'That will cost you a thousand dollars,' he said blandly.
The Saint felt in his pockets and remembered that he hadn't a nickel. Fortunately, he had deposited his ten-thousand-dollar bonus in a safe place before he went to interview Inselheim, but all his small change had been taken when he was searched after his capture. That was a broad departure from the underworld tradition which demands that a man who is taken for a ride shall be left with whatever money he has on him, but it was a tribute to the fear he had inspired which could transform even a couple of five-dollar bills and some silver into potential lethal weapons in his hands. He smiled crookedly.
'Is my credit good?'
'Certainly,' said the surgeon without hesitation. 'Send it to me tomorrow. In small bills, please. Leave the dressing on for a couple of days, and try to take things easy. You may have a touch of fever tomorrow. Take an aspirin.'
He ushered them briskly down the hall, fondling the girl's hand unnecessarily.

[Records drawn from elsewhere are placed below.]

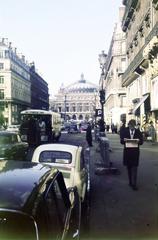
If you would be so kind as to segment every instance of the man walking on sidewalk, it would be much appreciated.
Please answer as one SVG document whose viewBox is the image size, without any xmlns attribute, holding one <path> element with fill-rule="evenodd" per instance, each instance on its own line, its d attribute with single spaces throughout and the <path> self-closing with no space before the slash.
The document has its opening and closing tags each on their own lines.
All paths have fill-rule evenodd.
<svg viewBox="0 0 158 240">
<path fill-rule="evenodd" d="M 124 144 L 123 164 L 127 167 L 129 186 L 137 190 L 137 168 L 139 165 L 139 145 L 143 144 L 143 135 L 135 128 L 136 121 L 131 119 L 128 127 L 120 133 L 120 142 Z"/>
</svg>

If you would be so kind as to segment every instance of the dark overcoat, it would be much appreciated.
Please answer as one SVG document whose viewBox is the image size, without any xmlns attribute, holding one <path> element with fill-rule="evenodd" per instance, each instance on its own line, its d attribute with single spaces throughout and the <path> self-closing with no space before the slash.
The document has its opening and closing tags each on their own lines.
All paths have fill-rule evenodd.
<svg viewBox="0 0 158 240">
<path fill-rule="evenodd" d="M 143 135 L 139 129 L 135 129 L 133 139 L 139 139 L 137 148 L 126 148 L 124 138 L 131 138 L 129 127 L 124 128 L 120 134 L 120 142 L 124 144 L 123 150 L 123 164 L 125 166 L 138 166 L 139 165 L 139 145 L 143 144 Z"/>
</svg>

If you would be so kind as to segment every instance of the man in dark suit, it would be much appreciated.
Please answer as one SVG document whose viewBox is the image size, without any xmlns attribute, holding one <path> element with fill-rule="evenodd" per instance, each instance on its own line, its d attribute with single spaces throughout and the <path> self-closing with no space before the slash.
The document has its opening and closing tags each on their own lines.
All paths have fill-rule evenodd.
<svg viewBox="0 0 158 240">
<path fill-rule="evenodd" d="M 129 185 L 137 190 L 137 168 L 139 165 L 139 145 L 143 144 L 143 135 L 135 128 L 136 121 L 131 119 L 128 127 L 120 133 L 120 142 L 124 144 L 123 164 L 127 167 Z M 130 139 L 133 139 L 132 141 Z M 130 142 L 131 141 L 131 142 Z"/>
</svg>

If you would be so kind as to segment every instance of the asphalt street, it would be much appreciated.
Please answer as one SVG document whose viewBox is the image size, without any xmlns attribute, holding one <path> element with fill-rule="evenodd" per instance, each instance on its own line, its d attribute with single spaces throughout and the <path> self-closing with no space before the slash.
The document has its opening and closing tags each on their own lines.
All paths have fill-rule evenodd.
<svg viewBox="0 0 158 240">
<path fill-rule="evenodd" d="M 158 145 L 144 142 L 140 149 L 138 191 L 128 185 L 118 134 L 107 134 L 110 161 L 117 174 L 98 173 L 102 162 L 98 142 L 90 148 L 91 211 L 89 230 L 81 239 L 158 239 Z M 61 141 L 87 147 L 85 133 L 63 134 Z"/>
</svg>

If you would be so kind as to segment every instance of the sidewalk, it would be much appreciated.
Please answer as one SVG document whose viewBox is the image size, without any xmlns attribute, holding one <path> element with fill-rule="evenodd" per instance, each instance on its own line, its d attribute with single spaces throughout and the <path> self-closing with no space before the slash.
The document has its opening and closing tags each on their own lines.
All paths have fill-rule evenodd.
<svg viewBox="0 0 158 240">
<path fill-rule="evenodd" d="M 120 175 L 96 175 L 96 163 L 101 160 L 91 148 L 91 221 L 89 239 L 158 239 L 158 147 L 145 142 L 140 149 L 138 191 L 128 185 L 126 168 L 122 164 L 123 146 L 119 135 L 108 134 L 112 152 L 110 160 Z"/>
</svg>

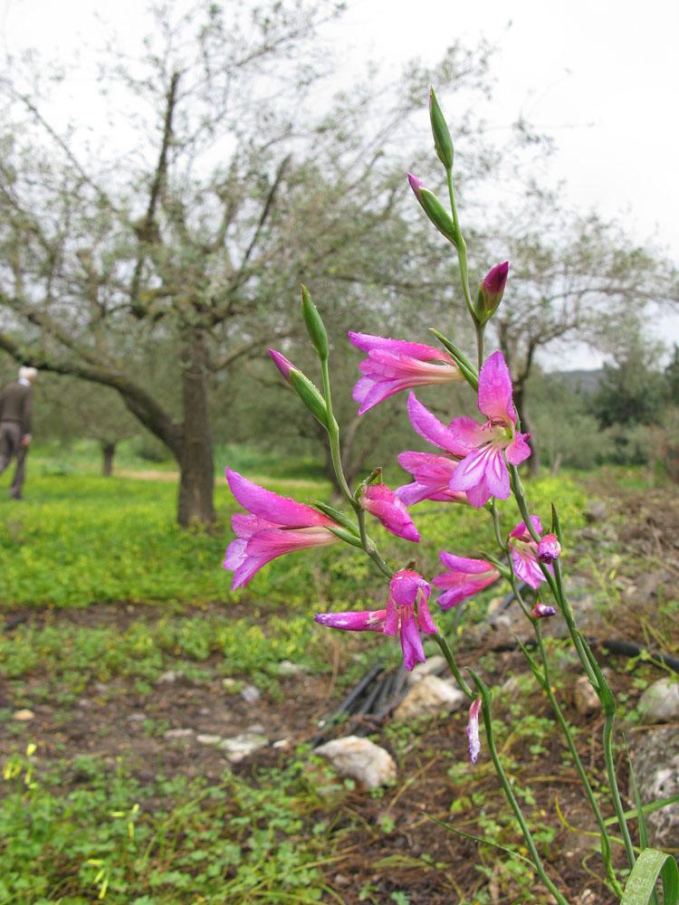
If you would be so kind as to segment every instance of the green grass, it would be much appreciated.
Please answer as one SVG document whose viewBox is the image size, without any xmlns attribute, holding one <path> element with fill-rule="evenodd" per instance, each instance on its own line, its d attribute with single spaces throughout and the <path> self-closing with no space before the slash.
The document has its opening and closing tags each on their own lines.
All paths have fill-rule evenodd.
<svg viewBox="0 0 679 905">
<path fill-rule="evenodd" d="M 157 776 L 119 762 L 61 763 L 44 775 L 31 747 L 8 760 L 0 809 L 0 902 L 171 905 L 313 902 L 331 864 L 331 812 L 303 761 L 245 783 Z"/>
</svg>

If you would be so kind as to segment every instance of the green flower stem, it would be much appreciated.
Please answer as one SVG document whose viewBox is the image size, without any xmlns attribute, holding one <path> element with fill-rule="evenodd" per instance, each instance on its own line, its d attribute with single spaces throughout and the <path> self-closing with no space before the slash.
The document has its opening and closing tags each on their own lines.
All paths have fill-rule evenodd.
<svg viewBox="0 0 679 905">
<path fill-rule="evenodd" d="M 519 822 L 519 825 L 521 828 L 521 833 L 523 834 L 523 838 L 526 841 L 526 845 L 531 853 L 531 857 L 532 859 L 533 864 L 535 864 L 535 870 L 538 872 L 538 875 L 542 882 L 545 884 L 547 889 L 551 892 L 551 894 L 556 899 L 559 905 L 569 905 L 569 902 L 559 890 L 556 888 L 554 883 L 548 877 L 544 867 L 542 866 L 542 860 L 540 857 L 540 853 L 533 841 L 532 834 L 529 829 L 528 824 L 523 816 L 523 813 L 521 809 L 521 805 L 517 801 L 516 795 L 514 795 L 510 781 L 507 778 L 507 774 L 504 772 L 504 767 L 502 765 L 500 757 L 497 753 L 497 748 L 495 748 L 495 738 L 493 731 L 493 719 L 491 717 L 491 694 L 487 686 L 482 681 L 481 679 L 476 675 L 475 672 L 472 671 L 472 678 L 474 681 L 476 688 L 479 690 L 479 694 L 483 701 L 482 713 L 483 714 L 483 725 L 485 726 L 486 739 L 488 742 L 488 750 L 491 753 L 491 759 L 495 767 L 495 772 L 500 779 L 500 784 L 502 786 L 502 790 L 507 798 L 507 801 L 514 812 L 514 815 Z"/>
<path fill-rule="evenodd" d="M 453 654 L 453 652 L 448 646 L 448 642 L 438 632 L 436 632 L 436 634 L 434 635 L 434 640 L 441 648 L 441 653 L 445 657 L 445 661 L 448 666 L 450 667 L 450 672 L 455 677 L 455 681 L 463 690 L 464 694 L 466 694 L 466 696 L 470 699 L 470 700 L 473 700 L 476 695 L 473 693 L 469 684 L 464 681 L 462 672 L 460 672 L 460 667 L 455 662 L 455 658 Z"/>
<path fill-rule="evenodd" d="M 476 324 L 476 315 L 473 313 L 473 304 L 472 302 L 472 293 L 469 291 L 469 268 L 467 266 L 467 246 L 464 237 L 460 229 L 460 219 L 457 215 L 457 205 L 455 205 L 455 193 L 453 188 L 453 170 L 446 169 L 445 176 L 448 181 L 448 195 L 450 196 L 450 210 L 453 214 L 453 223 L 455 227 L 455 249 L 457 251 L 457 260 L 460 262 L 460 278 L 462 280 L 462 291 L 464 296 L 464 304 L 467 306 L 472 320 Z"/>
<path fill-rule="evenodd" d="M 613 756 L 613 729 L 616 723 L 615 706 L 613 711 L 605 710 L 604 716 L 604 759 L 606 760 L 606 773 L 608 776 L 608 786 L 610 787 L 613 806 L 616 809 L 616 816 L 625 843 L 625 852 L 630 867 L 634 867 L 636 862 L 635 850 L 632 845 L 632 839 L 629 835 L 629 827 L 625 817 L 625 808 L 620 799 L 620 790 L 617 786 L 617 776 L 616 775 L 616 763 Z"/>
<path fill-rule="evenodd" d="M 550 703 L 554 710 L 559 725 L 561 727 L 561 731 L 566 738 L 566 744 L 569 747 L 569 751 L 570 752 L 570 757 L 573 758 L 573 763 L 575 764 L 575 768 L 578 771 L 578 775 L 580 777 L 580 782 L 585 789 L 585 794 L 587 795 L 589 805 L 594 814 L 595 820 L 597 821 L 597 825 L 599 828 L 600 842 L 601 842 L 601 857 L 604 862 L 604 866 L 606 868 L 606 872 L 610 881 L 611 886 L 616 895 L 622 896 L 623 889 L 618 882 L 617 877 L 616 876 L 616 872 L 613 868 L 613 862 L 611 859 L 611 846 L 610 839 L 608 837 L 608 831 L 606 828 L 606 824 L 604 823 L 604 817 L 601 814 L 601 810 L 598 806 L 598 803 L 594 796 L 594 792 L 592 786 L 589 784 L 589 779 L 587 773 L 585 772 L 585 767 L 582 766 L 582 761 L 580 760 L 580 756 L 578 753 L 578 748 L 575 746 L 575 741 L 573 740 L 573 735 L 570 731 L 570 727 L 569 726 L 566 718 L 563 715 L 563 711 L 559 707 L 559 701 L 556 699 L 554 691 L 551 687 L 551 681 L 550 680 L 550 667 L 549 661 L 547 658 L 547 652 L 545 651 L 545 646 L 542 641 L 542 633 L 540 628 L 540 623 L 533 619 L 531 620 L 533 624 L 533 629 L 535 631 L 535 640 L 538 644 L 538 651 L 540 653 L 540 658 L 542 663 L 542 674 L 544 678 L 544 683 L 542 688 L 544 689 L 547 697 L 550 699 Z"/>
<path fill-rule="evenodd" d="M 387 576 L 387 578 L 391 578 L 394 575 L 393 569 L 390 569 L 387 563 L 384 561 L 382 557 L 379 555 L 375 543 L 368 538 L 366 531 L 366 513 L 363 508 L 359 502 L 357 502 L 354 494 L 349 490 L 349 484 L 347 483 L 347 479 L 344 476 L 344 469 L 342 467 L 342 457 L 340 451 L 340 425 L 337 423 L 335 414 L 332 411 L 332 395 L 330 394 L 330 368 L 328 367 L 328 358 L 323 357 L 320 359 L 320 372 L 323 380 L 323 396 L 325 398 L 326 408 L 328 409 L 328 438 L 330 443 L 330 456 L 332 457 L 332 467 L 337 477 L 337 482 L 340 485 L 344 496 L 347 498 L 348 502 L 350 504 L 354 512 L 356 513 L 356 519 L 359 522 L 359 533 L 360 535 L 360 542 L 363 546 L 363 549 L 368 554 L 368 556 L 372 559 L 375 565 L 378 567 L 379 571 Z"/>
</svg>

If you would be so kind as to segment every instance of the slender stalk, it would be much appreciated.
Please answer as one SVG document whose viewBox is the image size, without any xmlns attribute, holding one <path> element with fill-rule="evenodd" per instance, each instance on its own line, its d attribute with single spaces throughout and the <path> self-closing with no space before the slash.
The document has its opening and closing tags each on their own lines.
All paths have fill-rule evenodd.
<svg viewBox="0 0 679 905">
<path fill-rule="evenodd" d="M 460 262 L 460 278 L 462 280 L 462 291 L 464 296 L 464 304 L 467 306 L 467 310 L 472 316 L 472 319 L 476 323 L 476 317 L 473 313 L 473 304 L 472 303 L 472 293 L 469 291 L 469 268 L 467 266 L 467 246 L 464 242 L 464 237 L 462 234 L 462 230 L 460 228 L 460 219 L 457 215 L 457 205 L 455 205 L 455 193 L 453 188 L 453 170 L 448 169 L 445 171 L 445 176 L 448 181 L 448 195 L 450 197 L 450 210 L 453 214 L 453 223 L 455 227 L 455 249 L 457 251 L 457 259 Z"/>
<path fill-rule="evenodd" d="M 450 667 L 450 672 L 455 677 L 455 681 L 460 686 L 460 688 L 463 690 L 463 691 L 464 692 L 464 694 L 466 694 L 466 696 L 471 700 L 473 700 L 473 699 L 476 697 L 476 695 L 473 693 L 473 691 L 472 688 L 469 686 L 469 684 L 464 681 L 464 677 L 462 675 L 462 672 L 460 672 L 460 667 L 455 662 L 455 658 L 454 658 L 454 656 L 453 654 L 453 652 L 451 651 L 450 647 L 448 646 L 448 642 L 438 632 L 436 632 L 436 634 L 434 635 L 434 640 L 436 642 L 436 643 L 438 644 L 438 646 L 441 648 L 441 653 L 445 657 L 445 661 L 446 661 L 448 666 Z"/>
<path fill-rule="evenodd" d="M 604 862 L 604 866 L 606 868 L 606 872 L 610 881 L 611 886 L 616 893 L 616 895 L 622 896 L 623 889 L 618 882 L 617 877 L 616 876 L 616 872 L 613 868 L 613 862 L 611 858 L 611 846 L 610 839 L 608 838 L 608 831 L 607 830 L 606 824 L 604 823 L 604 817 L 601 814 L 601 809 L 598 806 L 598 803 L 594 795 L 592 786 L 589 784 L 589 779 L 587 773 L 585 772 L 585 767 L 582 766 L 582 761 L 580 760 L 580 756 L 578 753 L 578 748 L 575 746 L 575 741 L 573 740 L 573 735 L 570 731 L 570 727 L 563 715 L 563 711 L 556 699 L 554 691 L 551 687 L 551 681 L 550 679 L 550 666 L 549 660 L 547 658 L 547 652 L 545 651 L 544 643 L 542 641 L 542 633 L 540 628 L 540 623 L 536 620 L 532 620 L 533 629 L 535 631 L 535 640 L 538 644 L 538 651 L 540 653 L 540 658 L 542 663 L 542 674 L 544 677 L 544 683 L 542 688 L 550 700 L 551 708 L 554 710 L 554 714 L 557 718 L 557 721 L 561 728 L 561 731 L 566 738 L 566 744 L 568 745 L 569 751 L 570 752 L 570 757 L 575 764 L 575 768 L 578 771 L 578 776 L 580 777 L 580 782 L 585 789 L 585 795 L 588 797 L 589 805 L 594 814 L 594 818 L 597 821 L 597 825 L 599 828 L 600 841 L 601 841 L 601 858 Z"/>
<path fill-rule="evenodd" d="M 474 320 L 476 326 L 476 352 L 479 365 L 479 371 L 483 367 L 483 340 L 485 338 L 485 324 L 480 324 Z"/>
<path fill-rule="evenodd" d="M 531 517 L 528 511 L 528 505 L 526 503 L 526 498 L 523 493 L 523 488 L 519 478 L 519 472 L 515 465 L 511 466 L 512 470 L 512 483 L 514 491 L 514 498 L 516 499 L 519 510 L 523 516 L 523 520 L 526 523 L 526 527 L 533 537 L 534 540 L 540 540 L 540 536 L 532 526 L 531 521 Z M 617 822 L 620 825 L 620 832 L 622 834 L 623 841 L 625 843 L 625 851 L 627 855 L 627 861 L 629 862 L 629 866 L 634 867 L 635 865 L 635 853 L 634 848 L 632 846 L 632 839 L 629 834 L 629 828 L 627 826 L 627 822 L 625 817 L 625 809 L 622 805 L 622 800 L 620 798 L 620 789 L 617 785 L 617 776 L 616 775 L 616 766 L 613 755 L 613 729 L 616 721 L 616 703 L 613 697 L 613 693 L 608 687 L 608 683 L 606 681 L 598 664 L 594 661 L 594 656 L 588 650 L 583 639 L 580 636 L 579 632 L 575 624 L 575 619 L 573 617 L 573 611 L 569 604 L 568 598 L 564 593 L 563 589 L 563 579 L 561 575 L 561 564 L 557 560 L 554 563 L 554 575 L 550 572 L 550 570 L 542 564 L 540 564 L 542 569 L 542 574 L 547 579 L 550 589 L 552 593 L 554 600 L 557 603 L 561 614 L 563 614 L 564 621 L 569 630 L 569 634 L 575 645 L 575 649 L 578 653 L 578 656 L 582 663 L 583 669 L 587 673 L 587 677 L 589 680 L 592 688 L 597 693 L 598 698 L 601 701 L 603 710 L 604 710 L 604 734 L 603 734 L 603 748 L 604 748 L 604 759 L 606 761 L 606 772 L 608 777 L 608 786 L 610 787 L 611 798 L 613 799 L 613 806 L 616 811 L 616 816 L 617 817 Z M 591 659 L 590 659 L 591 658 Z"/>
<path fill-rule="evenodd" d="M 338 424 L 335 414 L 332 411 L 332 395 L 330 393 L 330 368 L 328 367 L 328 358 L 320 359 L 320 372 L 323 380 L 323 396 L 325 398 L 326 408 L 328 409 L 328 438 L 330 443 L 330 456 L 332 458 L 332 467 L 335 472 L 335 476 L 337 477 L 337 482 L 356 513 L 363 549 L 370 559 L 372 559 L 379 571 L 383 575 L 387 576 L 387 578 L 391 578 L 394 575 L 394 570 L 389 568 L 382 557 L 379 555 L 375 543 L 370 539 L 370 538 L 368 538 L 366 531 L 365 510 L 360 504 L 357 502 L 356 497 L 349 490 L 347 479 L 344 476 L 344 468 L 342 466 L 342 457 L 340 449 L 340 425 Z"/>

'Come and see me any time you want anything, Fay. Goodnight.'
Throughout their visit he bad not raised an eyebrow or asked a pertinent question: one gathered that a wounded man waking him up for attention in the small hours of the morning was nothing epoch-making in his practice, and that he had long since found it wise and profitable to mind his own business.
They sat in the car, and Simon lighted a cigarette. The doctor's brandy had taken off some of the deathly lassitude which had drained his vitality before; but he knew that the stimulation was only temporary, and he had work to do. Also there was still the enigma of Fay Edwards, which he would have to face before long. If only she would be merciful and leave the time to him, he would be easier in his mind: he had his normal share of the instinct to put off unpleasant problems. He didn't know what answer he could give her; he wanted time to think about it, although he knew that time and thought would bring him no nearer to an answer. But he knew she would not be merciful. The quality of mercy was rare enough in women, and in anyone like her it would be rarest of all. She would face his answer in the same way that she faced the fact of death, with the same aloof, impregnable detachment; he could only sense, in an indefinable intuitive way, what would lie behind that cold detachment; and the sensation was vaguely frightening.
'Where would you like to go?' she asked.
He smoked steadily, avoiding her eyes.
'Back to New York, I suppose. I haven't finished my job tonight. But you can drop me off anywhere it suits you.'
'You're not fit to do any more today.'
'I haven't finished,' he said grimly.
She regarded him inscrutably; her mind was a thousand miles beyond his horizon, but the fresh sweetness of her body was too close for comfort.
'What did you come here to do?'
'I had a commission,' he said.
He put his hand in his breast pocket, took out bis wallet, and opened it on his knee. She leaned towards him, looking over his shoulder at the scrap of paper that was exposed. His forefinger slid down the list of names written on it
'I came here to kill six men. I've killed three—Jack Irboll, Morrie Ualino, and Eddie Voelsang. Leaving three.'
'Hunk is dead,' she said, touching the list. 'That was Jenson—the man who drove this car tonight.'
'Leaving two,' he amended quietly.
She nodded.
'I wouldn't know where to find Curly Ippolino. The last I heard of him, he was in Pittsburgh.' Her golden-yellow eyes turned towards him impassively. ''But Dutch Kuhlmann is next.'
The Saint forced himself to look at her. There was nothing else to be done. It had to be faced; and he was spellbound by a tremendous curiosity.